Sponsored Projects
Join forces with the next generation of engineers as they bring fresh ideas and innovative solutions to the table. Our multidisciplinary engineering sponsored projects offer industry partners a unique opportunity to collaborate with some of the brightest minds in the field and drive positive change in the world. Whether you're looking to create and/or improve existing products and processes, develop new technology, or gain a competitive edge, our sponsored projects are the perfect platform to achieve your goals.
The Institute calls for working relationships between the University and industry partners from various sectors to collaborate on projects based on real industry design and development needs. These students gain valuable hands on experience that goes beyond the curriculum. They will be given specific training appropriate to their projects. Students are jointly supervised by U of T engineering faculty, graduate student mentors, and senior technical staff within the company.
Project Highlights
Flight Performance Tools
Bombardier Inc.
The Standard Computerized Aircraft Performance (SCAP) computer-based program allows airlines to calculate the performance of an aircraft during take-off and landing. Traditionally, performance calculations are processed by ground crew well ahead of the flight time. This project aims to transfer this program into a mobile application platform, thereby allowing pilots to perform re-calculations closer to the actual flight time.

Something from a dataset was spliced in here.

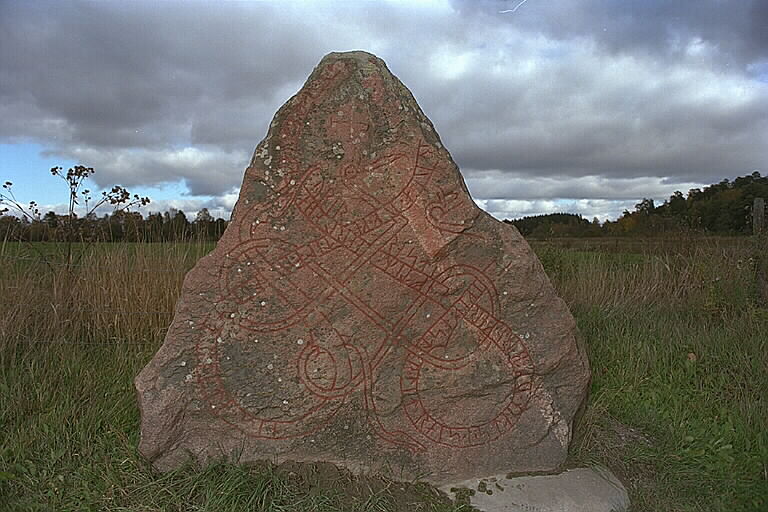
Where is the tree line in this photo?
[0,208,228,242]
[504,171,768,238]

- Allows pilots to compute the performance of an aircraft prior to take-off or landing, giving results more accurate to the actual environmental variables at that time.
- Potentially save fuel costs by calculating an optimized flap setting or take-off.
- Potential for reduction in maintenance costs as an optimal reduction in thrust during take-off can be calculated.
- Catch up to industry standards as many other aircraft series already have a similar application.
Thermal Performance of a Switch Module
Honeywell
Overheating of components during full product development would result in unacceptable schedule and cost overruns. Heat should be effectively removed from the system to avoid system failure. The objective of this project was to assess the viability of using lower-cost industrialgrade switching devices. Maintain thermal performance and achieve acceptable temperature ranges.
Created an Icepak model of the assembly that can be used to find the temperature margin of different components inside the chassis. Replacing the existing switching device with the lower-cost industrial-grade one can save Honeywell $1,000,000 per year. The cost reduction can drive to maintain a competitive position in the market for Honeywell and increase their sales.
Applying Sustainability to Aero Engines
Pratt & Whitney Canada
Develop and deliver strategies and tools that will enable Pratt & Whitney Canada (P&WC) to progress towards its sustainability goals and vision to be the best aerospace company in the world. Perform engine and component environmental impact assessments, develop an ecodesign tool, and support the adoption of ecodesign methods into current engine programs
Developed and tested a tool that can produce a breakdown by weight of all the materials present in an engine. This tool enables P&WC to carry out a more detailed end-of-life analysis of its engines in order to better understand material flows at its maintenance, repair, and overhaul facilities. The project has also helped develop a sustainable return-on-investment (S-ROI) tool which enables P&WC to better evaluate the social, environmental, and financial impacts of its facilities investments.
Schedule Maintenance Data Processing and Analysis Automation
De Havilland Aircraft of Canada Limited
In conjunction with regulatory authorities, maintenance intervals have been defined for the Dash 8 series aircraft, and these intervals have evolved over time. This project involved developing a report and dashboard to calculate the theoretical scheduled maintenance timetable for all Dash 8 aircraft, taking into account the changing maintenance intervals and using historical flight-hour data stored in the database, as provided by operators. The report assumed 100% yield of flight hours.
Used Excel VBA and SQL to retrieve the relevant flight-hour data from the database and create the scheduled maintenance report. Also developed a dashboard using MicroStrategy to display the resulting data. This report allowed the Maintenance Engineering team to analyze operator trends and potentially optimize scheduled maintenance intervals.